Using a 16S-based phylogeny to infer function, however, is highly speculative. Without higher taxonomic resolution (and, realistically, the resolution used in this study allows determination of genera) and clear evidence linking taxonomy to reference genome sequences, readers are left to question the accuracy of the results. Of course, the authors  exploit the assumption that taxonomically similar bacteria tend to have functionally similar traits, even though this method is limited by the fact that gene function and pathogenic attributes can vary significantly even within species. Projections and interpretations made by the study are restricted to a predefined space including only well-characterized, cultured genera found in genomic and KEGG pathway databases. The study highlights the limitations of bioinformatically interpolated data because functional inferences made from genomic data are potentially misleading when taken out of physiological context. Factors such as substrate availability, variation in host microbiome composition, regional host factors, genetics, and other confounding clinical metadata probably affect the expression profiles of the gut microbiome.

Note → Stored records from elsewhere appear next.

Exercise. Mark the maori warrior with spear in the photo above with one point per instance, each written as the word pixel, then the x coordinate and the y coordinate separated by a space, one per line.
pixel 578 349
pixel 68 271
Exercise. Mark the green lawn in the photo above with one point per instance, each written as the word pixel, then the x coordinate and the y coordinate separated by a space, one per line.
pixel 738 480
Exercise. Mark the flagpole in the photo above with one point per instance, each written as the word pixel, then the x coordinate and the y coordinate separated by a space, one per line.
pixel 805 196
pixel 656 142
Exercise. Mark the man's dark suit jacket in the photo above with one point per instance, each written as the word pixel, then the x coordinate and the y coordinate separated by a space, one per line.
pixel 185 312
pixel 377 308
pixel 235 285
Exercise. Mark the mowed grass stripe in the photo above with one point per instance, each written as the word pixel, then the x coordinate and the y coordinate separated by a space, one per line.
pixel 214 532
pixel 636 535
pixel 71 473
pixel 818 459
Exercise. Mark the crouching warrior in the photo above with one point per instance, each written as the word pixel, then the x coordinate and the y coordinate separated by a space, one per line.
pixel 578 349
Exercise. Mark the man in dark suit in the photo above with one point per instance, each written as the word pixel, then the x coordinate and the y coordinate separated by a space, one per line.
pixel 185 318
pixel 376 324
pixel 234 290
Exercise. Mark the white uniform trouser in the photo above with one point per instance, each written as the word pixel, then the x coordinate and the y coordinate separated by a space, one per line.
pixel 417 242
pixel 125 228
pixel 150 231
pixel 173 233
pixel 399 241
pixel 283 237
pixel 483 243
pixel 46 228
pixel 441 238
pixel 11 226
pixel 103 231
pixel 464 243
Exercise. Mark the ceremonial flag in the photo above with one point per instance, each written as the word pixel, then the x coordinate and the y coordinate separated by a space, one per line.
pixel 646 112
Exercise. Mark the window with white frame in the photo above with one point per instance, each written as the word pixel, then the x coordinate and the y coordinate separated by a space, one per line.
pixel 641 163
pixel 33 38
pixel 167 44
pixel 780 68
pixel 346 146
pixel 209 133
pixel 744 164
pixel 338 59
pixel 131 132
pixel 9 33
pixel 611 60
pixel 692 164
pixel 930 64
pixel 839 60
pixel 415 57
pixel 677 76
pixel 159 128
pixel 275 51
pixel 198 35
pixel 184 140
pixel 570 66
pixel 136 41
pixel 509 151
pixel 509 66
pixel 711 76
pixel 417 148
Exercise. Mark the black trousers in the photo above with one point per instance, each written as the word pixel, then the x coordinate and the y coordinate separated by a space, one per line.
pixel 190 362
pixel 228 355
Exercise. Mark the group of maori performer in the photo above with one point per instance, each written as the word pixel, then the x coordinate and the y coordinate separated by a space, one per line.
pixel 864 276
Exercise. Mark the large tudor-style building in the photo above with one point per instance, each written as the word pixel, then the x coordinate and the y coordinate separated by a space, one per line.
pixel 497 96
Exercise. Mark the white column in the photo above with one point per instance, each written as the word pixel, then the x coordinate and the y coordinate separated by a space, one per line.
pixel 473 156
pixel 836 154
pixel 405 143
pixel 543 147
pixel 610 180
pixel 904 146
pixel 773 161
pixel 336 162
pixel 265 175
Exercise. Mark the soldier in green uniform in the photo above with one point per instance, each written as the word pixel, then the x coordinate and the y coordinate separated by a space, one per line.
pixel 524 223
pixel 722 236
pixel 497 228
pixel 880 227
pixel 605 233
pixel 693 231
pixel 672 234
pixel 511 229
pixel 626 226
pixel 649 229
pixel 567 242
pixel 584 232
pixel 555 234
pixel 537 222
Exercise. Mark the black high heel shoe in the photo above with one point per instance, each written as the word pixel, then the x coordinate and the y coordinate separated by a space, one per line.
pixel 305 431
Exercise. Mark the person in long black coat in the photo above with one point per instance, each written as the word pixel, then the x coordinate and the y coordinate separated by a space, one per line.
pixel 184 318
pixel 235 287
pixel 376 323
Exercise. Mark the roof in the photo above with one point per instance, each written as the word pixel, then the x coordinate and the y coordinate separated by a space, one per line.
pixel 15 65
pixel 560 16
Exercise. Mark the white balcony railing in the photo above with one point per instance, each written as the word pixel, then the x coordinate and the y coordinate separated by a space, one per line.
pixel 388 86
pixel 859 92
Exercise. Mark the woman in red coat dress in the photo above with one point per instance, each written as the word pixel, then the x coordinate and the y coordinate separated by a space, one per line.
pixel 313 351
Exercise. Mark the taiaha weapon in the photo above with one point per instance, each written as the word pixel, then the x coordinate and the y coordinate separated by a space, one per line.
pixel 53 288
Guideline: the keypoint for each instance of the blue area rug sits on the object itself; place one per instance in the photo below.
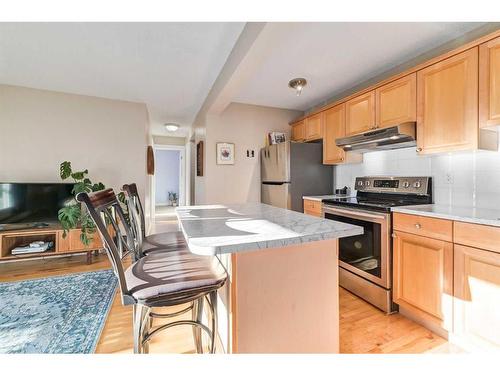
(63, 314)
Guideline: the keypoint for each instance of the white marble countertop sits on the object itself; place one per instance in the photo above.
(321, 197)
(467, 214)
(219, 229)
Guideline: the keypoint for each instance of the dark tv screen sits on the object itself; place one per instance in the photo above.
(32, 202)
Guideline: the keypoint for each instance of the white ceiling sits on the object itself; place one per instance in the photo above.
(334, 57)
(172, 66)
(169, 66)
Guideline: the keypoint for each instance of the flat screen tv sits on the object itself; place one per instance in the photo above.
(24, 205)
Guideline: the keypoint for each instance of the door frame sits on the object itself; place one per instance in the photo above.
(182, 174)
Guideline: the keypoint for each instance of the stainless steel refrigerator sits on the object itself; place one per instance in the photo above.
(291, 170)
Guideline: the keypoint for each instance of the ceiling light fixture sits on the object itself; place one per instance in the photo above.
(297, 84)
(171, 127)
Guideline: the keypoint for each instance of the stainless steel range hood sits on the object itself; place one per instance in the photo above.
(399, 136)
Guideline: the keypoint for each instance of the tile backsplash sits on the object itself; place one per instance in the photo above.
(461, 178)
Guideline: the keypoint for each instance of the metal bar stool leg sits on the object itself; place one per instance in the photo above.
(140, 315)
(197, 316)
(213, 308)
(145, 328)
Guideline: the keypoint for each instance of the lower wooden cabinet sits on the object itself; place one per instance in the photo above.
(477, 298)
(423, 278)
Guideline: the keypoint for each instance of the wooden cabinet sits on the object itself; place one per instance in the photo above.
(489, 83)
(423, 278)
(312, 207)
(333, 128)
(69, 244)
(447, 104)
(298, 131)
(314, 127)
(360, 113)
(438, 229)
(477, 298)
(396, 102)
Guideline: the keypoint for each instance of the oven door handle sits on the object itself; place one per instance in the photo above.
(352, 213)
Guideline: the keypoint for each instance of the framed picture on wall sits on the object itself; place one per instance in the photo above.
(225, 153)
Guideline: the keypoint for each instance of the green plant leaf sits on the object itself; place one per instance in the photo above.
(65, 170)
(98, 186)
(79, 175)
(81, 187)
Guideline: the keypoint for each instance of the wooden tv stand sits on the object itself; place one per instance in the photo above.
(69, 245)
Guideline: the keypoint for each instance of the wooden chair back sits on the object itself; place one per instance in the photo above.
(104, 209)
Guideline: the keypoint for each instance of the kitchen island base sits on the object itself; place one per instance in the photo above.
(282, 300)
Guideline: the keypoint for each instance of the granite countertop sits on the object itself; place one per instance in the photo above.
(219, 229)
(474, 215)
(322, 197)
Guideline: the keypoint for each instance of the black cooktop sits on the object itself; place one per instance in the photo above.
(378, 202)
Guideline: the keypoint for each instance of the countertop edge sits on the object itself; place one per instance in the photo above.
(269, 244)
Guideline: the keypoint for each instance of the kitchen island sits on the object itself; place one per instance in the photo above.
(282, 291)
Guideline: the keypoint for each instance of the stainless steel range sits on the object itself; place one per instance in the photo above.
(366, 260)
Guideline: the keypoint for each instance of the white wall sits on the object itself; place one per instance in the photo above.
(461, 179)
(246, 126)
(167, 169)
(39, 129)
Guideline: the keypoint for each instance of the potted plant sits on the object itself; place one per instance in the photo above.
(73, 215)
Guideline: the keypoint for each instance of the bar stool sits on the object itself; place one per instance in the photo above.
(162, 279)
(167, 241)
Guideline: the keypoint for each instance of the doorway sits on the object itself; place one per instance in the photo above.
(169, 181)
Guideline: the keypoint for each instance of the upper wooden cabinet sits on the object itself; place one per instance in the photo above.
(314, 127)
(396, 102)
(333, 128)
(447, 104)
(489, 83)
(298, 131)
(423, 277)
(360, 113)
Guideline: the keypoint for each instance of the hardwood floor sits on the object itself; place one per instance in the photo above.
(366, 329)
(363, 328)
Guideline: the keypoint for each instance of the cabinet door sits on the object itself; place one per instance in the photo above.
(423, 277)
(298, 131)
(489, 83)
(314, 126)
(360, 113)
(312, 207)
(477, 298)
(396, 102)
(334, 128)
(447, 104)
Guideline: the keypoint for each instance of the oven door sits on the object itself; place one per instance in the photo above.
(367, 255)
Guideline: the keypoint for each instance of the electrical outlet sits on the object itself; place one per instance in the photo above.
(449, 178)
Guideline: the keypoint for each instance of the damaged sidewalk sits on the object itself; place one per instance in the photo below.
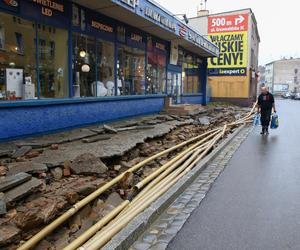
(43, 176)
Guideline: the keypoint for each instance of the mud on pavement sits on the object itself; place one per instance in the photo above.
(42, 177)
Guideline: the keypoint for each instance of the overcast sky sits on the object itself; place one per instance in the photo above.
(278, 22)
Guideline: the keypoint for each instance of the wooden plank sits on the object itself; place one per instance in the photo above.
(96, 138)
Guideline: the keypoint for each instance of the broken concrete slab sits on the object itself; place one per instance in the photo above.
(88, 164)
(114, 199)
(21, 152)
(107, 148)
(4, 153)
(57, 173)
(110, 129)
(22, 190)
(84, 133)
(135, 128)
(14, 180)
(96, 138)
(27, 167)
(8, 234)
(205, 120)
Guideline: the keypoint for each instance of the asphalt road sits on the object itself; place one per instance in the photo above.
(255, 203)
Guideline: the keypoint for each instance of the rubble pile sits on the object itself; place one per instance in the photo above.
(33, 192)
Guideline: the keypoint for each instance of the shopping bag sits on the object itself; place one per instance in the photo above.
(256, 121)
(274, 121)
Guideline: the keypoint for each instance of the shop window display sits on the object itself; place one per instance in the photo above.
(105, 68)
(156, 69)
(84, 65)
(190, 74)
(53, 62)
(17, 58)
(93, 67)
(131, 71)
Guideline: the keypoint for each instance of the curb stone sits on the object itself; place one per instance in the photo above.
(128, 236)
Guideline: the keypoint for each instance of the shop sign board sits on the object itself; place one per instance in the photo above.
(230, 34)
(131, 3)
(12, 5)
(56, 12)
(163, 20)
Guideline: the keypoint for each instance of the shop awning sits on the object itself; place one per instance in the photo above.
(152, 18)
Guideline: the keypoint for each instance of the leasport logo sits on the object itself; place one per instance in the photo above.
(230, 23)
(12, 3)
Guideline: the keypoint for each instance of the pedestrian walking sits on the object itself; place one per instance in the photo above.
(265, 105)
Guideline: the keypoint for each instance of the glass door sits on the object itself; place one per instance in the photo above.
(175, 86)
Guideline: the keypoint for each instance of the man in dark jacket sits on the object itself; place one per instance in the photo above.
(265, 105)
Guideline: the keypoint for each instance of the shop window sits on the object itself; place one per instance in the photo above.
(131, 71)
(84, 65)
(190, 74)
(53, 62)
(93, 67)
(17, 59)
(156, 70)
(105, 69)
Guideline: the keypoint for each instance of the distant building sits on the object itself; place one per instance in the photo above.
(233, 76)
(283, 75)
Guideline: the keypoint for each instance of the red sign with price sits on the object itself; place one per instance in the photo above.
(230, 23)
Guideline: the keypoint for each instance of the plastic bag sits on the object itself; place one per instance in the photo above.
(274, 121)
(256, 120)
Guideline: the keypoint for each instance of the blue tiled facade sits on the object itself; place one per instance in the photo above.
(31, 117)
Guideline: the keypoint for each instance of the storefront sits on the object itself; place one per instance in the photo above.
(64, 65)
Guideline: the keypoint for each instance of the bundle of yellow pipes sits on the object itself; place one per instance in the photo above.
(155, 185)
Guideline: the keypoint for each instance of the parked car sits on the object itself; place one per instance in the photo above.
(297, 96)
(286, 95)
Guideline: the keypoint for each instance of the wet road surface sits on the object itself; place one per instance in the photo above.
(255, 203)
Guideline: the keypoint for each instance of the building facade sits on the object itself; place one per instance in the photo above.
(284, 76)
(233, 75)
(68, 64)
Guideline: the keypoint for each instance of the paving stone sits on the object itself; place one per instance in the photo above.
(22, 190)
(150, 238)
(84, 133)
(9, 182)
(21, 152)
(88, 164)
(141, 246)
(27, 167)
(165, 237)
(159, 246)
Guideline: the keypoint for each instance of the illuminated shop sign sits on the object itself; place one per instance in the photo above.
(49, 6)
(11, 3)
(136, 38)
(160, 18)
(160, 46)
(130, 3)
(101, 26)
(200, 41)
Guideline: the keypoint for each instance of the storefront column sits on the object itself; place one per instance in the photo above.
(70, 62)
(203, 80)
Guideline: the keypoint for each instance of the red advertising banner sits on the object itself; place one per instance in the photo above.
(229, 23)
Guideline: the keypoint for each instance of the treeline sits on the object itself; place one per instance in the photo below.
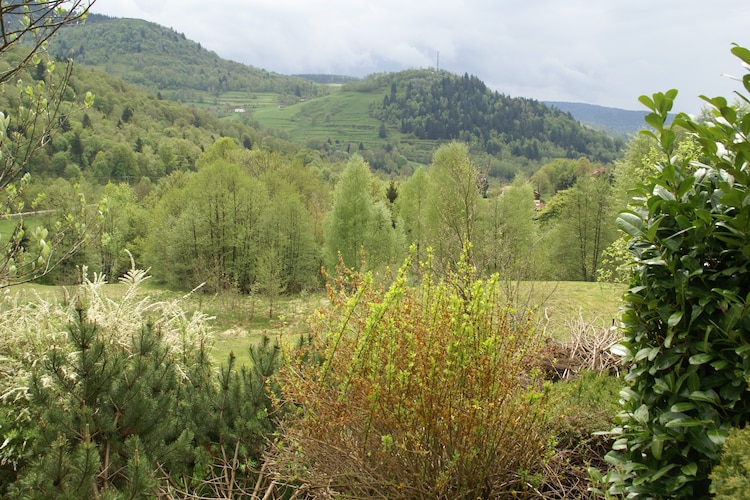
(443, 106)
(203, 200)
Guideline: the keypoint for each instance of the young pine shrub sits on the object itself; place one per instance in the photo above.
(413, 392)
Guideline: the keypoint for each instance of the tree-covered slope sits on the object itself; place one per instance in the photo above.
(398, 120)
(160, 59)
(444, 106)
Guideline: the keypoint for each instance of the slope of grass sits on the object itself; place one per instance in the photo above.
(343, 117)
(240, 320)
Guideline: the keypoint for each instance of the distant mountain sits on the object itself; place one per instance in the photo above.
(326, 79)
(617, 122)
(439, 105)
(162, 60)
(392, 119)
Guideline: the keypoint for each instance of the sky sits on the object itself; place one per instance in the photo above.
(605, 52)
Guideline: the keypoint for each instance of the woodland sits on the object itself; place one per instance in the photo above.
(422, 221)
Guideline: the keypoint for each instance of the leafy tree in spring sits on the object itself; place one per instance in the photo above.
(32, 251)
(454, 205)
(687, 313)
(358, 222)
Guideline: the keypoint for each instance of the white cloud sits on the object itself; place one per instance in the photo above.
(604, 53)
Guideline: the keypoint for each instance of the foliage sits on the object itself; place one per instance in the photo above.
(358, 223)
(583, 406)
(730, 479)
(33, 108)
(33, 24)
(687, 312)
(414, 392)
(126, 400)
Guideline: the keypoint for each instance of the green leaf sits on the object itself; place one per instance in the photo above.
(684, 422)
(682, 407)
(663, 193)
(717, 436)
(708, 396)
(646, 101)
(641, 414)
(674, 319)
(661, 472)
(655, 121)
(699, 359)
(742, 53)
(689, 469)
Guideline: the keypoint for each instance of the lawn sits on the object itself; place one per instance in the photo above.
(240, 320)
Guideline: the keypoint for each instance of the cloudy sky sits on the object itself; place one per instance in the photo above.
(600, 52)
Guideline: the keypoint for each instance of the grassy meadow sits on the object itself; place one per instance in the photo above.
(240, 320)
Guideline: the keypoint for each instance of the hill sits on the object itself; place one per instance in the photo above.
(617, 122)
(160, 59)
(395, 120)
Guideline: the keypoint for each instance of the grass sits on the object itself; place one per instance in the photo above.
(241, 320)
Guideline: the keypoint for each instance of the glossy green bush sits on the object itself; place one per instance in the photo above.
(686, 318)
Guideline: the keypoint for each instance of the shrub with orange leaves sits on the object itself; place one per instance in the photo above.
(418, 391)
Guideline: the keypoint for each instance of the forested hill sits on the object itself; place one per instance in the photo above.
(160, 59)
(444, 106)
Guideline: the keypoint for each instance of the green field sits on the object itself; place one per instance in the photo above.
(241, 320)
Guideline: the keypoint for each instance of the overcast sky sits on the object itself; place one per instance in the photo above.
(605, 52)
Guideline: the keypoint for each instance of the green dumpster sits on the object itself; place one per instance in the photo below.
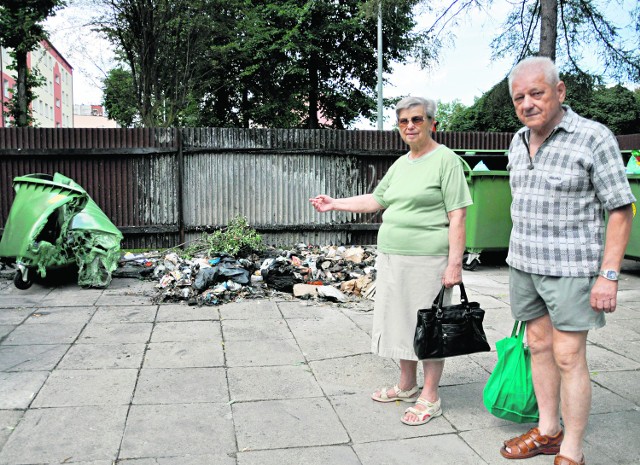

The questions that can be asked using these data are also necessarily limited. Because these samples  were collected after the initiation of IBD, the microbiota found during active (or even quiescent) disease might not be representative of those that have a role in increasing risk and triggering IBD. The authors  recognize this limitation, and we agree with them that the interpretation of data has to be focused on consequential changes in gut microbiota that may have a role in sustaining immune activation and the inflammatory response. In this regard, microbes that can survive in a hostile inflammatory milieu and promote a chronic inflammatory state can establish selective conditions that favor their fitness over other commensal microbiota found in the healthy bowel.
In summary, this study  uses 16S rRNA gene data to estimate microbiome function in the gastrointestinal tracts of patients with IBD. The results require verification for two reasons. First, there is a lack of strain-resolved information. Second, as the authors themselves state in their closing sentence, techniques such as metatranscriptomics or metabolomics are necessary to better characterize microbiome function.
Despite the speculative nature of the Sokol et al. study , it will be interesting to observe how their functional inferences compare with studies using more direct genomic approaches to assess the role of microbiome metabolism in gastrointestinal tract inflammatory disease. In our opinion, this study will incentivize others to bring higher resolution tools to bear on the problem. While doing so, these researchers can enhance our understanding of microbiome function in disease if they carefully consider the advantages, disadvantages and predictive power of each method (Figure 3 in ).
One important condition for arriving at a meta-omics-based predictive model for IBD will be the presence of high quality functional annotations for reference genomes, which are necessary for building metabolic and regulatory models. It will be important to study physical structure and localization of microbial communities within the gut (for example, placing organisms accurately between human epithelial cells and the lumen), intra-community interactions, and host responses to, and influence on community composition and function. Strain-resolved meta-omics techniques will allow characterization of the microbial component of IBD, and assist in developing an accurate model of disease onset and maintenance.